Negli ultimi mesi, i consumatori europei si sono preoccupati per le segnalazioni di irregolarità negli stabilimenti brasiliani di lavorazione della carne che esportano prodotti nell'Ue. Non solo sono stati scoperti numerosi casi in cui le date di vendita sono state cambiate e le sostanze chimiche utilizzate per migliorare l'aspetto e l'odore delle carni scadute, ma ci sono state anche accuse di presunte tangenti agli ispettori federali che falsavano i permessi sanitari e i certificati di esportazione.
Inoltre, si dice che le autorità brasiliane non abbiano informato delle irregolarità gli organi sanitari competenti dell'Ue, con il risultato che controlli rigorosi su tutte le carni importate da quel paese ai punti di frontiera dell'Ue sono stati introdotti con ritardo.

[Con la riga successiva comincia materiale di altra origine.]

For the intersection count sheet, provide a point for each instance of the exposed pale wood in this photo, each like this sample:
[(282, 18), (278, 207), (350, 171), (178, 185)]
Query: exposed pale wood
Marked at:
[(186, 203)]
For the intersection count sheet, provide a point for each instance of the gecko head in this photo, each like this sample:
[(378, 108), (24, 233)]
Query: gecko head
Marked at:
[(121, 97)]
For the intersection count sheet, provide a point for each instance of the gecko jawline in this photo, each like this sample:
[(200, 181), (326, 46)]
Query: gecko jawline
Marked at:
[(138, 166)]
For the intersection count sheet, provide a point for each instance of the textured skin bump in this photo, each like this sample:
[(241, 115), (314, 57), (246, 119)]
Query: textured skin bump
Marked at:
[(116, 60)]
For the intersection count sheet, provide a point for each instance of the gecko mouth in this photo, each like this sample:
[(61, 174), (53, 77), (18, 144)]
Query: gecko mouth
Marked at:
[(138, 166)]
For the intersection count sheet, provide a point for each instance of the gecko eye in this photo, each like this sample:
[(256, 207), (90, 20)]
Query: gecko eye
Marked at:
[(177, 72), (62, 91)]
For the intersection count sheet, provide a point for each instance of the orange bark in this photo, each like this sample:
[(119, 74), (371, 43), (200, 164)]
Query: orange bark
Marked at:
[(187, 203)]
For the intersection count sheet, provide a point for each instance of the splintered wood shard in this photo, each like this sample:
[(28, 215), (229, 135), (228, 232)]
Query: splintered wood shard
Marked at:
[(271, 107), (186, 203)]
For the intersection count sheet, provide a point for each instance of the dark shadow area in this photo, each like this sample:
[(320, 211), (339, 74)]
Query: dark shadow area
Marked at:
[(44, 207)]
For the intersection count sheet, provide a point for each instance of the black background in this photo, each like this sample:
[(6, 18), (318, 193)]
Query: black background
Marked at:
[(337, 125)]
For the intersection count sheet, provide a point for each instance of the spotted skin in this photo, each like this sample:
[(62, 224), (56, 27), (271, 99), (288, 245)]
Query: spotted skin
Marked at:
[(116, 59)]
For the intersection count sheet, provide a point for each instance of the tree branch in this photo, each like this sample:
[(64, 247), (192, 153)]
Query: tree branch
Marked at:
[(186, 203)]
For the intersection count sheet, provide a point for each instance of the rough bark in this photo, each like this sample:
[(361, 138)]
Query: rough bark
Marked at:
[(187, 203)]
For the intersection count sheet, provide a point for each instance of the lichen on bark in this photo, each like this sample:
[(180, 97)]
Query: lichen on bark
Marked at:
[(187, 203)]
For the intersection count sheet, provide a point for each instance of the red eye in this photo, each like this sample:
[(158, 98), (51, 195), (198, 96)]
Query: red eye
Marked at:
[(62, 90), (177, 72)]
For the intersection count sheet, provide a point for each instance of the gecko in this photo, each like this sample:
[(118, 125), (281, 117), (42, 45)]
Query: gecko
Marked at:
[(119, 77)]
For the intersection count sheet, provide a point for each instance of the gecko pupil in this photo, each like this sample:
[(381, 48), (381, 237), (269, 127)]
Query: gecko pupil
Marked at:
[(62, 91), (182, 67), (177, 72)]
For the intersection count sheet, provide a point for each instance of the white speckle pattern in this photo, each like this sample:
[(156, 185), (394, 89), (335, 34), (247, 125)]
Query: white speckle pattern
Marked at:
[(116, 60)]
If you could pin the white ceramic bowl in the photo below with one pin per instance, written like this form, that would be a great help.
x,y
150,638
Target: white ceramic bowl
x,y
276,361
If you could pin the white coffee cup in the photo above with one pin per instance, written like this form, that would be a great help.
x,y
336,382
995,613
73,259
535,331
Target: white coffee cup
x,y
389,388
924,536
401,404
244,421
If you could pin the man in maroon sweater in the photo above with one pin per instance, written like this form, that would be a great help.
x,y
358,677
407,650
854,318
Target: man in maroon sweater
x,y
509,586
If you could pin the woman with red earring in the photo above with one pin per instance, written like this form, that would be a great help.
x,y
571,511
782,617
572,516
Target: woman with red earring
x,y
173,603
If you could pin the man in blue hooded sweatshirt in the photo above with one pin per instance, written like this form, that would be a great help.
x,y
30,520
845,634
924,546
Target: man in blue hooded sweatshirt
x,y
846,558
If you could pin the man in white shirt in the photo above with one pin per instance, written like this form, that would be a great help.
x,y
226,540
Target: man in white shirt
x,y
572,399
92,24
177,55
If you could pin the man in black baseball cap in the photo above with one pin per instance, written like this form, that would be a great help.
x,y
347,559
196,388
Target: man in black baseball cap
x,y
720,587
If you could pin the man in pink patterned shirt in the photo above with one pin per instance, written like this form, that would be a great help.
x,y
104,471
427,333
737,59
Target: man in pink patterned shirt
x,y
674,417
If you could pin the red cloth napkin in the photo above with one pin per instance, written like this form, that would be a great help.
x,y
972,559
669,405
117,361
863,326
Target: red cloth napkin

1. Potrebbe quindi la Commissione far sapere se le attuali norme sulle importazioni di prodotti alimentari, in particolare per quanto riguarda i controlli sulle partite di carne alle frontiere dell'Ue, tutelano sufficientemente gli interessi dei consumatori europei?
2. In che modo, nel contesto dei negoziati in corso tra l'Ue e il Mercosur, la Commissione intende garantire che le carni esportate nell'Ue dai nostri partner soddisfino elevati standard di sicurezza e qualità degli alimenti?